Add rounding versions of size methods on Count#76
Conversation
Add integer-returning size and size_with_sketch methods that round the floating-point estimates. Update all usages to call the new methods.
There was a problem hiding this comment.
Pull Request Overview
This PR refactors the Count trait to provide both real-valued and integer-returning size estimation methods. The changes rename existing methods to *_real variants and introduce new integer-returning methods that round the floating-point estimates.
- Renamed
size()andsize_with_sketch()to*_realvariants that returnf32 - Added new
size()andsize_with_sketch()methods that returnusizeby rounding the real values - Added debug assertions to validate that floating-point estimates are finite, non-negative, and within
usizerange
Reviewed Changes
Copilot reviewed 6 out of 6 changed files in this pull request and generated 2 comments.
Show a summary per file
| File | Description |
|---|---|
| crates/geo_filters/src/lib.rs | Updated trait definition with new method signatures and added debug assertion helper |
| crates/geo_filters/src/evaluation/simulation.rs | Updated trait implementations to call size_real() instead of size() |
| crates/geo_filters/src/evaluation/hll.rs | Renamed method implementations from size to size_real and size_with_sketch to size_with_sketch_real |
| crates/geo_filters/src/distinct_count.rs | Updated method implementations and test calls to use size_real() |
| crates/geo_filters/src/diff_count.rs | Updated method implementations and test calls to use size_real() |
| crates/geo_filters/src/config.rs | Updated test code to call size_real() instead of size() |
|
Lovely, the #[doc = include_str!("../README.md")]
#[cfg(doctest)]
pub struct ReadmeDocTests;code caught a regression in the README :) |
| } | ||
|
|
||
| fn size(&self) -> f32 { | ||
| fn size_real(&self) -> f32 { |
There was a problem hiding this comment.
why the suffix real?
Isn't a f32 suffix usually used in rust?
There was a problem hiding this comment.
while size_f32 is technical, it is also pretty clear what you will get :)

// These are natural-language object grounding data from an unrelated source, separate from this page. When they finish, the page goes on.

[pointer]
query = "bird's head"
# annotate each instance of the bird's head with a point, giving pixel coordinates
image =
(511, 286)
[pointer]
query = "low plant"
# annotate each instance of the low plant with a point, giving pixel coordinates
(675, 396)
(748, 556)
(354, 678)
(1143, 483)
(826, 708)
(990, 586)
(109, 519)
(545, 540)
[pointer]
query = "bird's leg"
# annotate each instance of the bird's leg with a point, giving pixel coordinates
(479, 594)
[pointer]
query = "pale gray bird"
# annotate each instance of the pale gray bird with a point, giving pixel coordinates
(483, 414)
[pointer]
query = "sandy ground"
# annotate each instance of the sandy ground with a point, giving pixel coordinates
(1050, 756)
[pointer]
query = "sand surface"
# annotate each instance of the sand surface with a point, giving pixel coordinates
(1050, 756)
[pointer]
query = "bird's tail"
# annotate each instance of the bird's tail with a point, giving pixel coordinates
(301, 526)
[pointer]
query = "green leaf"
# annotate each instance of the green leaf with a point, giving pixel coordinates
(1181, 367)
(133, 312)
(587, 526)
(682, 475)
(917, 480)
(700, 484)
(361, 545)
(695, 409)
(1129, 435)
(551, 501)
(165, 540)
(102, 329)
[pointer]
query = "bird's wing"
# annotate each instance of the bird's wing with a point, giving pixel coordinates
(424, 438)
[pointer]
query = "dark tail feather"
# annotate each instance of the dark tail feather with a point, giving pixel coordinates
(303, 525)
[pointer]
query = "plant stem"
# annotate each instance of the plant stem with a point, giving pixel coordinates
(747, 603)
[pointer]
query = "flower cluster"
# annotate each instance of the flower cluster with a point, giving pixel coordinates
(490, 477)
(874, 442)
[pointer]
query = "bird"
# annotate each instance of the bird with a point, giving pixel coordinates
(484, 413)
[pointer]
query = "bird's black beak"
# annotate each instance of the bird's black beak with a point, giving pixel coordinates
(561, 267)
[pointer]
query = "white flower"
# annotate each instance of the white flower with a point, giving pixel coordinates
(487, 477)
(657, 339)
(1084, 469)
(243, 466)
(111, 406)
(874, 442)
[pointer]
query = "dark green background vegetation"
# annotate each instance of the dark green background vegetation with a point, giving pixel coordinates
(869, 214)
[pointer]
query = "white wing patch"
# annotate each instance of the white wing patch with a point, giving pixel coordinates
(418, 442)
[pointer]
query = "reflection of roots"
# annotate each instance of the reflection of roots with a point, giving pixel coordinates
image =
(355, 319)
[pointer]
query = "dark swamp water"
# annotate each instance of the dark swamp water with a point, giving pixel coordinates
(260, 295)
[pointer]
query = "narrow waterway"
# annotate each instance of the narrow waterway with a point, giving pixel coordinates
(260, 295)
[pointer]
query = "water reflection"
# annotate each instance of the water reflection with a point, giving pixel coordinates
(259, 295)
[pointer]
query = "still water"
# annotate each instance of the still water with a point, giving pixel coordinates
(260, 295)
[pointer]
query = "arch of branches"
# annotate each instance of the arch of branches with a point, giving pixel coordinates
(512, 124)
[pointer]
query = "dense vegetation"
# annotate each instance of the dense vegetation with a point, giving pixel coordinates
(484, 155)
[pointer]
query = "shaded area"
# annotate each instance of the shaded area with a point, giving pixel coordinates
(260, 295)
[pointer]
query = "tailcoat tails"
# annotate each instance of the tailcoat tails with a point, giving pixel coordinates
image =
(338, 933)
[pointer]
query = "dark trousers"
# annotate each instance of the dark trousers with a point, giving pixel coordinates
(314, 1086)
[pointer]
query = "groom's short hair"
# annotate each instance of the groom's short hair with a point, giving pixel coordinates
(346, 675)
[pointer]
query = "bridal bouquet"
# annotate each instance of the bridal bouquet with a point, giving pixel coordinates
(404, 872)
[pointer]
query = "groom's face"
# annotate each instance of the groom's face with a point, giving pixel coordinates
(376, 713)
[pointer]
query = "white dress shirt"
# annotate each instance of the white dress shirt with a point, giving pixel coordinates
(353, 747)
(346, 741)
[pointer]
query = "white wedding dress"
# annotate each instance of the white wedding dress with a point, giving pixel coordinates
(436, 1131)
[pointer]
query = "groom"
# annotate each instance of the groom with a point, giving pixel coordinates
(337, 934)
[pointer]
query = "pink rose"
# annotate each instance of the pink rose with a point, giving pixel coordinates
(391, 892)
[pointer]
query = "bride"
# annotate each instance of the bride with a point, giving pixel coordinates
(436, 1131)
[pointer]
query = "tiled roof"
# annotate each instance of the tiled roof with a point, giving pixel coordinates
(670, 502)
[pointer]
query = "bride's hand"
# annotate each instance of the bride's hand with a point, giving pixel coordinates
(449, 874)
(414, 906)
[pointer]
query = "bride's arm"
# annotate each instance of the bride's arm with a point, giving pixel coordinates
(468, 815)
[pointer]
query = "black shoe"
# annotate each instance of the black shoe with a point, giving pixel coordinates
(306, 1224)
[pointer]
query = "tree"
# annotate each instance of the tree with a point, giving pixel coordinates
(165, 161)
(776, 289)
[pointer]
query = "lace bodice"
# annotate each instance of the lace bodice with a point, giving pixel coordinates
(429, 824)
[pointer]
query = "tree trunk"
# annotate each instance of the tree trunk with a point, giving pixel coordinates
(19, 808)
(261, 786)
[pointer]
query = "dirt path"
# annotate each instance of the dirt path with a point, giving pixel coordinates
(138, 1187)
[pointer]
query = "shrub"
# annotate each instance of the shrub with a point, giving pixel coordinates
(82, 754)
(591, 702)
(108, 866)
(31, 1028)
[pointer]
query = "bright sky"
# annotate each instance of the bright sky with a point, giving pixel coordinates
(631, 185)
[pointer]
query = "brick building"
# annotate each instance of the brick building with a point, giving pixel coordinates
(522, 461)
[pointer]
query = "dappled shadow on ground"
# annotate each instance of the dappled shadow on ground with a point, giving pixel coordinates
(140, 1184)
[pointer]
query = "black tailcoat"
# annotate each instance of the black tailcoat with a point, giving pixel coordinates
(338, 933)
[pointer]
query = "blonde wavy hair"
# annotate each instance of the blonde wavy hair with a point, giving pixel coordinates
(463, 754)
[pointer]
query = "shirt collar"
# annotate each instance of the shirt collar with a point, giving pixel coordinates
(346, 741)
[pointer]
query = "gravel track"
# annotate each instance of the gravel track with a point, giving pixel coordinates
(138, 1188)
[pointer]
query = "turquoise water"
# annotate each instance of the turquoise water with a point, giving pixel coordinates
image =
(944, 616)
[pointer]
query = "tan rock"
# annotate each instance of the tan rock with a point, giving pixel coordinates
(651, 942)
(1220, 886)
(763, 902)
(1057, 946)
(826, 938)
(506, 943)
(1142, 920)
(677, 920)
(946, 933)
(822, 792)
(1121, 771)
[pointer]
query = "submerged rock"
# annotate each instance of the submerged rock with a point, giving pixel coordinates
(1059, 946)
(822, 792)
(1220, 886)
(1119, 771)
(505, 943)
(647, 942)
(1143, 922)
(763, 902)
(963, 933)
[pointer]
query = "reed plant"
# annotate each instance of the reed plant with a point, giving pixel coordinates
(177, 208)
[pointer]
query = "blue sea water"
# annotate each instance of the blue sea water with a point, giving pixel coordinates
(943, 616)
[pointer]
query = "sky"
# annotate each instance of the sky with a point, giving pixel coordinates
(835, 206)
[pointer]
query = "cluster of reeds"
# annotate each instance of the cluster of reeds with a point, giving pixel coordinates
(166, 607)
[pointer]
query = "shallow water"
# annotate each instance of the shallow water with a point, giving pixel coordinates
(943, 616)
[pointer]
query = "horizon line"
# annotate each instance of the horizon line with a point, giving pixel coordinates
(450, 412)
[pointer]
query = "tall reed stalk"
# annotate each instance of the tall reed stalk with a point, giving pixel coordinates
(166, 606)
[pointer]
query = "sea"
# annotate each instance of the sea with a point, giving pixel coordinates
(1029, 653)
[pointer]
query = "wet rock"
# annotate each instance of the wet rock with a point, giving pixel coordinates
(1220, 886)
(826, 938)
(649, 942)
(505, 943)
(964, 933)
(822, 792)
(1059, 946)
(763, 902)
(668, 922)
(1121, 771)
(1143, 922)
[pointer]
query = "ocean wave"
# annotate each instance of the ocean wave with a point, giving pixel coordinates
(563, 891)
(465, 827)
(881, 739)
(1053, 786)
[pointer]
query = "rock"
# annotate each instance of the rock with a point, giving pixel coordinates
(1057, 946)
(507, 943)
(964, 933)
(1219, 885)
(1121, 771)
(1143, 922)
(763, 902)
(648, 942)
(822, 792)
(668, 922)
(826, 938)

There was a problem hiding this comment.
I guess I wanted to encode the semantics relating to the use of the function rather than the technical implementation.
I'll just go with size_f32 so we can sidestep the bike shedding :)
Why?
When estimating the size of a set it makes sense that you'd want an unsigned integer number value. I've kept the ones that return a real in case.
How?
Rename size methods to
size_realandsize_with_sketch_real. Add integer-returningsizeandsize_with_sketchmethods that round the floating-point estimates. Update all usages in test to call the new methods. Specifically, there are tests that assert that the estimates returned are a specific real value. It is useful that these stay reals because it's possible that if the hashing function changes then we might end up with the same rounded integer but a different real value and I think its good that we know the hash has changed?Added some debug assertions to panic if the math ever goes awry.
Open Questions
I'm not super in love with the
_realaffix._f32feels a bit technical? Maybe_decimal?_estimate?_exact?_exact_estimate?